Para isso utiliza como elemento catalisador de suas experimentações as relações entre erotismo e horror, explorando os territórios limítrofes entre dualidades opostas, da mesma forma que Clive Barker fazia na década de oitenta, como o prazer e a dor, o sagrado e o profano, atração e repulsa. O sexo na história funciona como um elemento de múltiplos sentidos, servindo tanto para alívio como para tortura. Histórias de possessão dialogam diretamente com o medo de perder o controle sobre o corpo e Numezu expande essa concepção para o campo da mente e da carne.

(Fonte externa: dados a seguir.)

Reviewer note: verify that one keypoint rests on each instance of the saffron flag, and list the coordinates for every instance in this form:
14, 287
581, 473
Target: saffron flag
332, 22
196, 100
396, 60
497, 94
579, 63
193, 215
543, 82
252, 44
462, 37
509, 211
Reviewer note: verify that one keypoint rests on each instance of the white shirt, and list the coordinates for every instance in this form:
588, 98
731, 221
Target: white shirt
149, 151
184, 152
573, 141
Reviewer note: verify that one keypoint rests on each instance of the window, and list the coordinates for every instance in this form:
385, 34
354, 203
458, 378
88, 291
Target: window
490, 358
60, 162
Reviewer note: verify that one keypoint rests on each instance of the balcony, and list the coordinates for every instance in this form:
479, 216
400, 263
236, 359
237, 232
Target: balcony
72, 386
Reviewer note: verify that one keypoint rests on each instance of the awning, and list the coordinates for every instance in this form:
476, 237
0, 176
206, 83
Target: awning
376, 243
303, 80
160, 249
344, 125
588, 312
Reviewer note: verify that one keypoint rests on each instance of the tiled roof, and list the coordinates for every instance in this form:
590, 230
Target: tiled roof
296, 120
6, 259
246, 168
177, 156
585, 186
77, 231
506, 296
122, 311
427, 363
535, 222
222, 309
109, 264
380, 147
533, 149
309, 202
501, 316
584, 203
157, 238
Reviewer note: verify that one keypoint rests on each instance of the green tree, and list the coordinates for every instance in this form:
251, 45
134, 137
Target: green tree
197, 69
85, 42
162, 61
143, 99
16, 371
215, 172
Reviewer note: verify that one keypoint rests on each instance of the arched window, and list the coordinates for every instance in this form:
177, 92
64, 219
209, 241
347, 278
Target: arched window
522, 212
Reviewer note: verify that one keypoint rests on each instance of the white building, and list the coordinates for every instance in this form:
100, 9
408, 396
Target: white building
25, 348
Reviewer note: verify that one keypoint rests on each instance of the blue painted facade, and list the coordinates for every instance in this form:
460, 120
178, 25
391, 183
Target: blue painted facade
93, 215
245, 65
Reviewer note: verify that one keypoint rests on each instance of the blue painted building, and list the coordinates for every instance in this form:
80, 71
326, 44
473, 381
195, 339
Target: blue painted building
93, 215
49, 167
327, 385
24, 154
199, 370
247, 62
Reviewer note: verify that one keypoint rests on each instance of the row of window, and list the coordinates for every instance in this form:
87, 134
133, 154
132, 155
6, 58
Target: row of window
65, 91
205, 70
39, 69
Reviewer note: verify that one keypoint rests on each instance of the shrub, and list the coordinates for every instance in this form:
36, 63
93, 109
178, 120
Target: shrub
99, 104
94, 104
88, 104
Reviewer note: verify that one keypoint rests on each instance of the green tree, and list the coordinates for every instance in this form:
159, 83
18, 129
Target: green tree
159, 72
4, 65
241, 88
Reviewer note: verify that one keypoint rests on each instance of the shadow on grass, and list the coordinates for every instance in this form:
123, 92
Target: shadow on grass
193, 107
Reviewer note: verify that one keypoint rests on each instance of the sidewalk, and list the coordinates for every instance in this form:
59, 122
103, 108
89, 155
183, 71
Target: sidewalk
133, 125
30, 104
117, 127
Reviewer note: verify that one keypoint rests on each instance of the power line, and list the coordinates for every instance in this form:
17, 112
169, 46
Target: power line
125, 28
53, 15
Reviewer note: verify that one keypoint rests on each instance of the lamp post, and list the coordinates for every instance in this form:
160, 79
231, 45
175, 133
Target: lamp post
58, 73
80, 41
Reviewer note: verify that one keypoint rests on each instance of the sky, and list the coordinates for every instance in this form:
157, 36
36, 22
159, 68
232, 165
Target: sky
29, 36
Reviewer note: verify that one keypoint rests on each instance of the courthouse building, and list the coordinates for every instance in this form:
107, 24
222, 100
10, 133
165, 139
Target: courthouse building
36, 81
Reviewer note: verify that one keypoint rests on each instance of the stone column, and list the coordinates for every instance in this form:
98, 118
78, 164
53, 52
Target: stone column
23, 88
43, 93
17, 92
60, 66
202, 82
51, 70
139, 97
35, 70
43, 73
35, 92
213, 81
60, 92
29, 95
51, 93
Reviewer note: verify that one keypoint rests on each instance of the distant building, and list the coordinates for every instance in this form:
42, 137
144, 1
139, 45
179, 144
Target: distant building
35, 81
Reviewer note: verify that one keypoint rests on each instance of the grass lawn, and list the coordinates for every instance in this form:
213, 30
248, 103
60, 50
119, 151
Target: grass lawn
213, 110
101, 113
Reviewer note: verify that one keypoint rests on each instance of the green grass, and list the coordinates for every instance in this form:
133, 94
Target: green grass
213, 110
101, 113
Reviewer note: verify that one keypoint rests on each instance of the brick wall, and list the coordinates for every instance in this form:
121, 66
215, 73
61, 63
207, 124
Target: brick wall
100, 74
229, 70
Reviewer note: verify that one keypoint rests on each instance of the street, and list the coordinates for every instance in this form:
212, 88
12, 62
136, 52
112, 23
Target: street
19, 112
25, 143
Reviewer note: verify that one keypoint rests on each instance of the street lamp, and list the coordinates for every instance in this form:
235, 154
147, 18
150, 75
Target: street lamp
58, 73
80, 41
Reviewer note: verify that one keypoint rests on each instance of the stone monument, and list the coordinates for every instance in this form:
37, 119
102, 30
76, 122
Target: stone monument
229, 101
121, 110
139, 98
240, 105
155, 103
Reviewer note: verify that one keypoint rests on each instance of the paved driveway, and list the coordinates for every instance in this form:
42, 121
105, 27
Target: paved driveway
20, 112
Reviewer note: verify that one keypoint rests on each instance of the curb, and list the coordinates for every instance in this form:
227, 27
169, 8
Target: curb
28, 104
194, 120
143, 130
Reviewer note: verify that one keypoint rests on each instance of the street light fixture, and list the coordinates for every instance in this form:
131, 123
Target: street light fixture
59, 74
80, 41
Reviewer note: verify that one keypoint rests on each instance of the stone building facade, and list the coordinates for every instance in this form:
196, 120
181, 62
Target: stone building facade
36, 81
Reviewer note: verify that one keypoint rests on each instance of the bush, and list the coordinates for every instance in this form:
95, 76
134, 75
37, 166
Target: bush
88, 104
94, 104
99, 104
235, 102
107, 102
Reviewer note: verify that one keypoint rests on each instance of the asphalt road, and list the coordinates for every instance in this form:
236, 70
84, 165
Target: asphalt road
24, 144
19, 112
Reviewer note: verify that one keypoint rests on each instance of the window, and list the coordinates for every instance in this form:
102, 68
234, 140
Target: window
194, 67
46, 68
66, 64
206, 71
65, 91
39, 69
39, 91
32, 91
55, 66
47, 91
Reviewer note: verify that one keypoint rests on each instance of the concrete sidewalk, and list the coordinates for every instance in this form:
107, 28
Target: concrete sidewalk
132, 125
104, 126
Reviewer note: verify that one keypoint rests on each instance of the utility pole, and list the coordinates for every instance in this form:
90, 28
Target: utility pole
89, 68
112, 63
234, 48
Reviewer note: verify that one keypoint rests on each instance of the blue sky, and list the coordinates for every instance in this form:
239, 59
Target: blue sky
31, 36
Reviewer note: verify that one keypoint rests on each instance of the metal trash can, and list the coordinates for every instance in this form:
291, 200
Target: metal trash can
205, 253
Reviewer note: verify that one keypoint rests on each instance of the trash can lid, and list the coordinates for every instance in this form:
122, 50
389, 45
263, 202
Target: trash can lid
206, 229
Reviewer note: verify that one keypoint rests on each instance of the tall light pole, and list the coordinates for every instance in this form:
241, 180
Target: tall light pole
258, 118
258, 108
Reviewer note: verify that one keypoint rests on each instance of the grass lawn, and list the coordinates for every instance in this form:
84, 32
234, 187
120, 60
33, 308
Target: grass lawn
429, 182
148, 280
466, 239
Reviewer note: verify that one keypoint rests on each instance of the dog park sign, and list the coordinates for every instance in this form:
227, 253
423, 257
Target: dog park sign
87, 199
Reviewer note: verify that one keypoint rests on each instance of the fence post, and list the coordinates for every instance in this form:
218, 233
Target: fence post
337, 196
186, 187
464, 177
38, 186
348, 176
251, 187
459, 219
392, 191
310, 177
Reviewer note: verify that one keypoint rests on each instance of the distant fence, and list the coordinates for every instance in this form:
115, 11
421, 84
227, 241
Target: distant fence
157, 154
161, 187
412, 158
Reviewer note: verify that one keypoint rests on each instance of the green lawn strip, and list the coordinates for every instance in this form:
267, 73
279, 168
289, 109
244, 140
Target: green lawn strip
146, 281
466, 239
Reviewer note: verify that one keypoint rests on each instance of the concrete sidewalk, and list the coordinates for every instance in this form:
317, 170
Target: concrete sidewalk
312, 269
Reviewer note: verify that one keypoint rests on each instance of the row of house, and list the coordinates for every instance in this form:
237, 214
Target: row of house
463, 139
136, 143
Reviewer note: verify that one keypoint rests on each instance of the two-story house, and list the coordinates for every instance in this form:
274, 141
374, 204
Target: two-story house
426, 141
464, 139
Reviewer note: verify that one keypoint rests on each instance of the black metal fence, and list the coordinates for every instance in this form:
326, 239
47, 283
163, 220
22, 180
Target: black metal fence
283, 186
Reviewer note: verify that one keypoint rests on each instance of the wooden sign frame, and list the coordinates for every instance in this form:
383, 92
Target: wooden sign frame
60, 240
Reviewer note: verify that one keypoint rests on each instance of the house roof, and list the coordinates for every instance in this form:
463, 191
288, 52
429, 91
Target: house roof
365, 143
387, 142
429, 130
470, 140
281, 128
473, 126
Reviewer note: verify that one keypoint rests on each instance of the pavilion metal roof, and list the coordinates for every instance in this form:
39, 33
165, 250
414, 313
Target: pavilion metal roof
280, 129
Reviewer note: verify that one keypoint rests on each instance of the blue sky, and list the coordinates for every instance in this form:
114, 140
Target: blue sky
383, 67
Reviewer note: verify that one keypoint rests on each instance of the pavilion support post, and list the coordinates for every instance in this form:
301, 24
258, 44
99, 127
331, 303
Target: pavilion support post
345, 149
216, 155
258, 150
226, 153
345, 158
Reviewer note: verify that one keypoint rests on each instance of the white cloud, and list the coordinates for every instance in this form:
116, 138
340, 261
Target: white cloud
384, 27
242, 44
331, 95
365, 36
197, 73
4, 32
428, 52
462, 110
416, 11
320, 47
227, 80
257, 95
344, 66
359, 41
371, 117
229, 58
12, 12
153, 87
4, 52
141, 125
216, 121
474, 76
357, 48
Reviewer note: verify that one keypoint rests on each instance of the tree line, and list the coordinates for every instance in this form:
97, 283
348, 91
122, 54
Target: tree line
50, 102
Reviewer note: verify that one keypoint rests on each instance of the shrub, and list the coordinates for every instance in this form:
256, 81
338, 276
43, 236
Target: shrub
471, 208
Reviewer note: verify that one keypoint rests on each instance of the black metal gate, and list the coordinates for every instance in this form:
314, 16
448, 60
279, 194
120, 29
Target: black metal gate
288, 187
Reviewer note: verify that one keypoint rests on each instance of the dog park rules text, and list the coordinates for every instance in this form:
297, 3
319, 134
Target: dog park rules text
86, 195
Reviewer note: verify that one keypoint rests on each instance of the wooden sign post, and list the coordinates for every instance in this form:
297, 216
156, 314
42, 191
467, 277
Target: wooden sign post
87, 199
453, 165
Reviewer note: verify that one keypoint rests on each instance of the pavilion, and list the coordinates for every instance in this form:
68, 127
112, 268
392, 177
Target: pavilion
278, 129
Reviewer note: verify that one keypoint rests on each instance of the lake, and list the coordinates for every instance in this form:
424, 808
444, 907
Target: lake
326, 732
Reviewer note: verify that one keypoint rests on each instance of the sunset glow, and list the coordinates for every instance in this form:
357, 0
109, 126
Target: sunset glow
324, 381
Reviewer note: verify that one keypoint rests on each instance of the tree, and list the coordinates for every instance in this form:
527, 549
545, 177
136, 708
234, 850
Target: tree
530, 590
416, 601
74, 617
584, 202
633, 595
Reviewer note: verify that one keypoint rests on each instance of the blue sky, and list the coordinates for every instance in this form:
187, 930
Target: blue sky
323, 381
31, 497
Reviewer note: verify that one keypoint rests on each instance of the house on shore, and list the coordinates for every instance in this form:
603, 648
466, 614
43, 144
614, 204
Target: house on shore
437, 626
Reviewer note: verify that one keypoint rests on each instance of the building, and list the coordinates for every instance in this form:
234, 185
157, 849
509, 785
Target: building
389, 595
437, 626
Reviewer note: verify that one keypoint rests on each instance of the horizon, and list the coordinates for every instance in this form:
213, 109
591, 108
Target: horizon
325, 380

Raoul e Laura são um casal em crise que busca reascender as chamas da paixão e salvar seu casamento em uma viagem romântica pelo mediterrâneo. Isolados a bordo de um veleiro luxuoso em um cenário idílico esperam chegar a uma conclusão para quinze anos de mágoas e segredos. Entretanto o clima de cumplicidade se altera quando Raoul encontra uma estátua no fundo mar, uma figura obscena e monstruosa que encarcera um mal ancestral. Um horror que se alimenta de perversões que rasgam a alma humana em pedaços, cuidadosamente degustados com o sabor exótico do medo e desespero. E o que era uma viagem de casal acaba se transformando em um sangrento ménage à trois demoníaco.
Com uma escrita direta e ágil que utiliza um arsenal de imagens explícitas e perturbadoras para compor um mosaico moderno da violência que perpassa relacionamentos tóxicos, seja ela física ou psicológica, o livro oferece uma leitura arrepiante e visceral, ao mesmo tempo que presta homenagens a clássicos do gênero como O Exorcista, a obra-prima de William Peter Blatty, na associação óbvia entre a figura de Numezu e Pazuzu. Jorge Alexandre Moreira é cuidadoso na criação de sua figura demoníaca e suas visões do passado de Numezu são memoráveis e impactantes.
Em Numezu o demoníaco aparece como uma metáfora para a maldade humana. Todos nós temos monstros e demônios interiores, pequenas vozes que sussurram todo tipo de coisa destrutiva e maligna que poderíamos estar fazendo diante das mais diversas situações. Na maioria das vezes nós conseguimos ignorar esses impulsos e continuar como membros normais da sociedade. Mas isso não é o que acontece com o protagonista Raoul.
Numezu (2019) | Ficha Técnica
Autor: Jorge Alexandre Moreira
Editora: Monomito Editorial
Editora: Monomito Editorial
Páginas: 184 páginas
Compre: Amazon
Nota: ☠☠☠☠☠☠☠☠☠☠ (10/10 Caveiras)
Nota: ☠☠☠☠☠☠☠☠☠☠ (10/10 Caveiras)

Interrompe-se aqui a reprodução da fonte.